Special judge Sunilkumar J. Sharma also discharged IPS officer from the Rajasthan cadre Dinesh M.N.
Reacting to the court’s order, Mr Vanzara said, “Justice has finally been done.”
In December 2014, BJP president Amit Shah was also discharged by the court in the case. He was a minister in Gujarat at the time of the gangster’s killing.
“Considering the quality of material on record against this applicant and taking into consideration the entire prosecution story, to my mind, it is clear that there is no prima facie material against this accused (Vanzara), to connect him to the killing of Sohrabuddin, much less, as one of the conspirators,” observed Judge Sharma, while discharging Mr Vanzara.

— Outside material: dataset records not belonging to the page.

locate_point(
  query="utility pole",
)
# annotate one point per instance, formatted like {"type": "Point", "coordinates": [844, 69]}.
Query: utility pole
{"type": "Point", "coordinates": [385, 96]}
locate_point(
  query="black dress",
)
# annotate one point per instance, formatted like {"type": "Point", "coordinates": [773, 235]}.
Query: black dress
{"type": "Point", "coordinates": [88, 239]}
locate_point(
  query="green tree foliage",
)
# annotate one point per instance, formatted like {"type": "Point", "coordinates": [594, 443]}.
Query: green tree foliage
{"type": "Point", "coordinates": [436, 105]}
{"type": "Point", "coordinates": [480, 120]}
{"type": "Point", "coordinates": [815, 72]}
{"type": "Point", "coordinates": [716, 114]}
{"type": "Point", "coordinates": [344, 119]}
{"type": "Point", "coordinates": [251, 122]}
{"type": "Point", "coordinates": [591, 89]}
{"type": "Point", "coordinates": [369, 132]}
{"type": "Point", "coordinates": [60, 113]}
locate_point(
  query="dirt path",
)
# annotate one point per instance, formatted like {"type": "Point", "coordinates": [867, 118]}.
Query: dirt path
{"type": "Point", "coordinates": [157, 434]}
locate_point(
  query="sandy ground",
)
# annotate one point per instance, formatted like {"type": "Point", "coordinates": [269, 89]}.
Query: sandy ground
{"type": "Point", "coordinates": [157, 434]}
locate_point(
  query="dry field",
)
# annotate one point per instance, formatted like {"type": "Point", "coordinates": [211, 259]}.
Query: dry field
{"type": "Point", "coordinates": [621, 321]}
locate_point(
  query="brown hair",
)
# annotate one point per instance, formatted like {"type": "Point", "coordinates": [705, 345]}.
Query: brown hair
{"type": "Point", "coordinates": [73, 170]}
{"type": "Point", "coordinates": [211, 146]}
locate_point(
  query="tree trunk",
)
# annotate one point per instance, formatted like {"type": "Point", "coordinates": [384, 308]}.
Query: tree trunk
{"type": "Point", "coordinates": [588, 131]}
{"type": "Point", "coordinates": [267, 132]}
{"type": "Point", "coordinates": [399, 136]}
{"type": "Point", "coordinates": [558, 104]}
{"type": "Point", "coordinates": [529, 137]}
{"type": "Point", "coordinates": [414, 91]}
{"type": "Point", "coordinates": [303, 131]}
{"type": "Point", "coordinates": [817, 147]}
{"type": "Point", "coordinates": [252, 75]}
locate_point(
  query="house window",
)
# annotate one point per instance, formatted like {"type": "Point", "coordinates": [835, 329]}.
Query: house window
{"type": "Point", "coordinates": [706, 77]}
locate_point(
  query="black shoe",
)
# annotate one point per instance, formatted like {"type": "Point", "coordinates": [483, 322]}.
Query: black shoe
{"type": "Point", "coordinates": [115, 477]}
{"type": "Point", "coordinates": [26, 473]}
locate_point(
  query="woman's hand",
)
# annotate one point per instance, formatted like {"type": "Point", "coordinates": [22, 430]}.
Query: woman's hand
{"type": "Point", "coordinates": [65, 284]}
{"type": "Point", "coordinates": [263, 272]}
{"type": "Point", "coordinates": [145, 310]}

The court said that the “CBI mostly relied on statements of witnesses, which are hearsay in nature,” adding that “even the statements of the co-accused do not, in any way, directly implicate Mr Vanzara in the fake encounter”.
The court also pointed out that the probe agency had not taken the government’s sanction to prosecute Mr Vanzara.
At the time of the encounter, Mr Vanzara was heading the crime branch in Ahmedabad and Dinesh M.N. was the chief of Gujarat Anti-Terrorism Squad.
The Sohrabuddin killing case was transferred to Mumbai in September 2012 on the request of the CBI for a fair trial.
Around 15 of the accused have so far been discharged in the case.
The court is expected to frame charges against the remaining 23 accused on August 9.
Discharging the Mr Vanzara, the judge said, “The prosecution has not spoken about the presence of this accused at the spot on the date and time of abduction followed by killing of Sohrabuddin, (his wife) Kauser Bi and Tulsiram Prajapati. The prosecution against the accused is dropped in absence of prior sanction of the government as required under section 197 of CrPC.”
Sheikh was killed in an alleged fake encounter near Gandhinagar in November 2005, after which his wife disappeared and was believed to have been done to death.
Prajapati, an aide of the gangster who ran extortion rackets, and an eyewitness to the encounter, was allegedly killed by the police at Chapri village in Gujarat’s Banaskantha district in December 2006. In 2013, the Supreme Court had clubbed the alleged fake encounter case of Prajapati with that of Sheikh.